Geheime Staatspolizei et brebis

« C'est le rôle de l'anarque que de rester libre de tout engagement, mais capable de se tourner de n'importe quel côté. »

« Le trait propre qui fait de moi un anarque, c'est que je vis dans un monde que, "en dernière analyse", je ne prends pas au sérieux. »

« Le libéral est mécontent de tout régime; l'anarque en traverse la série, si possible sans jamais se cogner, comme il ferait d'une colonnade. C'est la  bonne recette pour qui s'intéresse à l'essence du monde plutôt qu'à ses apparences - le philosophe, l'artiste, le croyant. »

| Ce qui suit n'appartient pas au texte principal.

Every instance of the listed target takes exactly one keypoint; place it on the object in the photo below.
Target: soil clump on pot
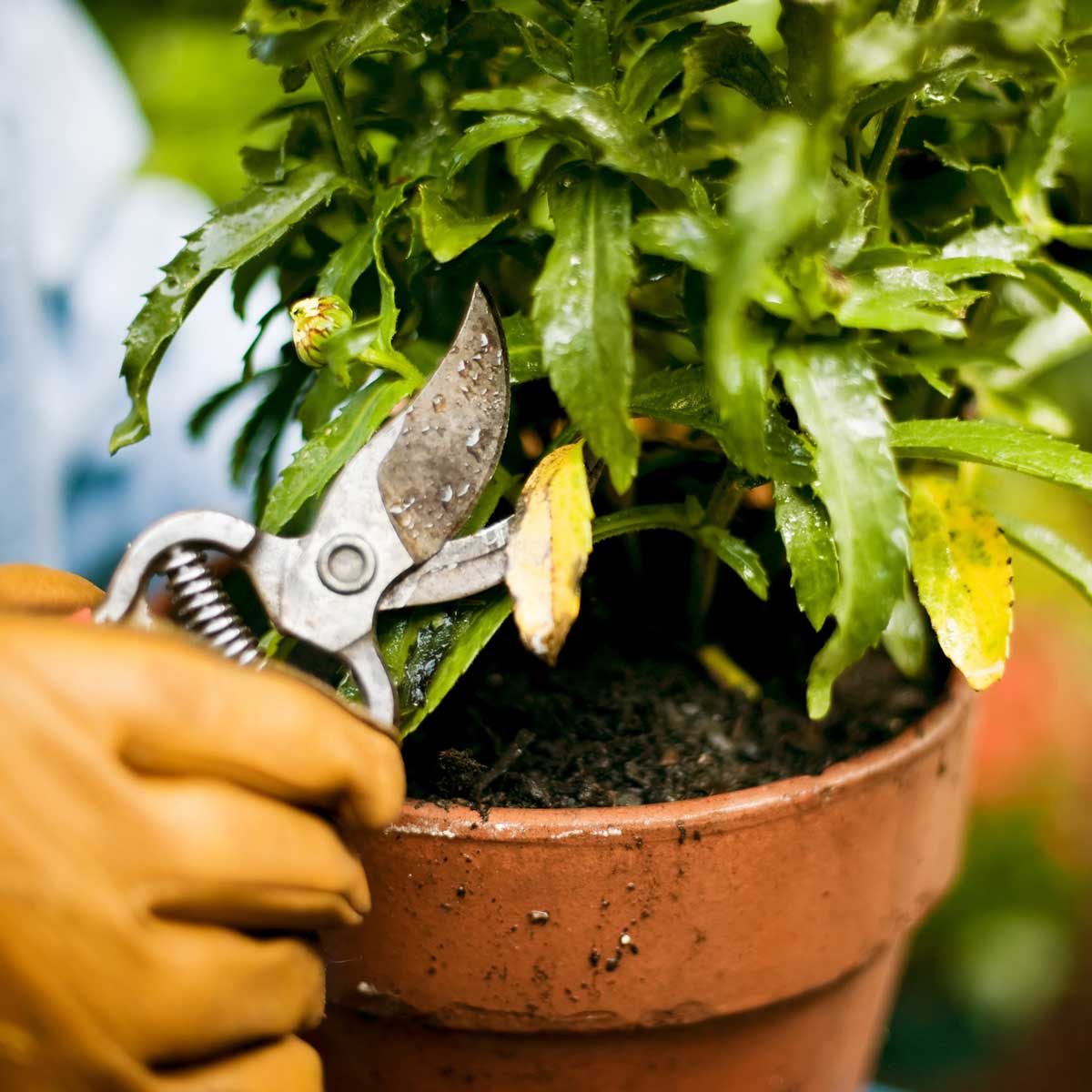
(631, 716)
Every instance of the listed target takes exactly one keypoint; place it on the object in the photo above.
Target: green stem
(722, 507)
(645, 518)
(339, 124)
(896, 116)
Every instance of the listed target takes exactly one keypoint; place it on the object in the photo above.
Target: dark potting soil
(644, 731)
(629, 715)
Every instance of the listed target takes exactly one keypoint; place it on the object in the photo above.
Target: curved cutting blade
(451, 436)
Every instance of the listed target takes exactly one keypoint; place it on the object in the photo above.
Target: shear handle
(125, 596)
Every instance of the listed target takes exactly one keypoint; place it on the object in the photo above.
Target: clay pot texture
(740, 943)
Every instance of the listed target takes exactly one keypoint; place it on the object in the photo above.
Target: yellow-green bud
(314, 320)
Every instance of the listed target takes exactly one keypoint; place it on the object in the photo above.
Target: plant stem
(895, 118)
(339, 124)
(722, 507)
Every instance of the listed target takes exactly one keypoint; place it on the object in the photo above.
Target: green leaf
(448, 230)
(1069, 285)
(840, 402)
(583, 316)
(348, 263)
(741, 558)
(620, 140)
(774, 194)
(437, 650)
(811, 35)
(495, 130)
(804, 527)
(726, 55)
(1048, 546)
(524, 157)
(235, 234)
(524, 349)
(371, 26)
(315, 464)
(682, 236)
(996, 445)
(591, 47)
(907, 636)
(995, 240)
(281, 35)
(387, 202)
(900, 298)
(682, 398)
(545, 49)
(650, 75)
(653, 11)
(964, 571)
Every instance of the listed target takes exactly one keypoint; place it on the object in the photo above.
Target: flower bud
(314, 320)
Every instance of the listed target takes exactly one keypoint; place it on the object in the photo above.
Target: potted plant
(784, 289)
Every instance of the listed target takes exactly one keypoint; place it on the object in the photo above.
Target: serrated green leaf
(961, 566)
(448, 230)
(1070, 285)
(1049, 547)
(726, 55)
(811, 35)
(524, 349)
(234, 235)
(907, 636)
(774, 194)
(618, 139)
(741, 558)
(495, 130)
(682, 398)
(682, 236)
(349, 263)
(369, 26)
(524, 157)
(591, 47)
(804, 527)
(547, 52)
(995, 240)
(840, 402)
(650, 75)
(288, 35)
(436, 650)
(315, 464)
(583, 317)
(653, 11)
(900, 298)
(1006, 447)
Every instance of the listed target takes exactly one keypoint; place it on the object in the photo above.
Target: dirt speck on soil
(600, 743)
(631, 716)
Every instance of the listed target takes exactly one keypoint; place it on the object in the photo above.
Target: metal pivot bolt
(347, 563)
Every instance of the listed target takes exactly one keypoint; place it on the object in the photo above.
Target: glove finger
(207, 991)
(289, 1065)
(32, 589)
(177, 709)
(228, 855)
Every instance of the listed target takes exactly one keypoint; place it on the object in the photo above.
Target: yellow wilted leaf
(549, 549)
(964, 571)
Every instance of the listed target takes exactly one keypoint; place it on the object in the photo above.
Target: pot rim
(743, 807)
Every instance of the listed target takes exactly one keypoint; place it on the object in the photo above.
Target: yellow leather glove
(154, 802)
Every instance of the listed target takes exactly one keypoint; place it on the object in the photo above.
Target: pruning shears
(382, 538)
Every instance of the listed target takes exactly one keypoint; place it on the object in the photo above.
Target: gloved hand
(154, 802)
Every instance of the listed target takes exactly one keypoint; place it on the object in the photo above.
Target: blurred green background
(998, 993)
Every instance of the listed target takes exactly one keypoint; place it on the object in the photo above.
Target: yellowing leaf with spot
(964, 571)
(549, 550)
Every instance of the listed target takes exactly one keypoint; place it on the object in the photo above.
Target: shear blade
(451, 436)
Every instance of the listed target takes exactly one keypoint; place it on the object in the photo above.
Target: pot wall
(749, 940)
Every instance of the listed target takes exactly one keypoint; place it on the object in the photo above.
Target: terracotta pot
(743, 942)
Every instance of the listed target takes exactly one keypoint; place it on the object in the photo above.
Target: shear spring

« L'anarque pense de manière plus primitive; il ne se laisse rien prendre de son bonheur. "Rends-toi toi-même heureux", c'est son principe fondamental, et sa réplique au "Connais-toi toi-même" du temple d'Apollon, à Delphes. Les deux maximes se complètent; il nous faut connaître, et notre bonheur, et notre mesure. »

« Qu'on lui impose le port d'une arme, il n'en sera pas plus digne de confiance, mais, tout au contraire, plus dangereux. La collectivité ne peut tirer que dans une direction, l'anarque dans tous les azimuts. »

« Etant anarque, ne respectant, par conséquent, ni loi ni moeurs, je suis obligé envers moi-même de prendre les choses par leur racine. J'ai alors coutume de les scruter dans leurs contradictions, comme l'image et son reflet. L'un et l'autre sont imparfaits -en tentant de les faire coïncider, comme je m'y exerce chaque matin, j'attrape au vol un coin de réalité. »

Ernst JÜNGER, Eumeswill (1977)

relire Jünger...encore et toujours.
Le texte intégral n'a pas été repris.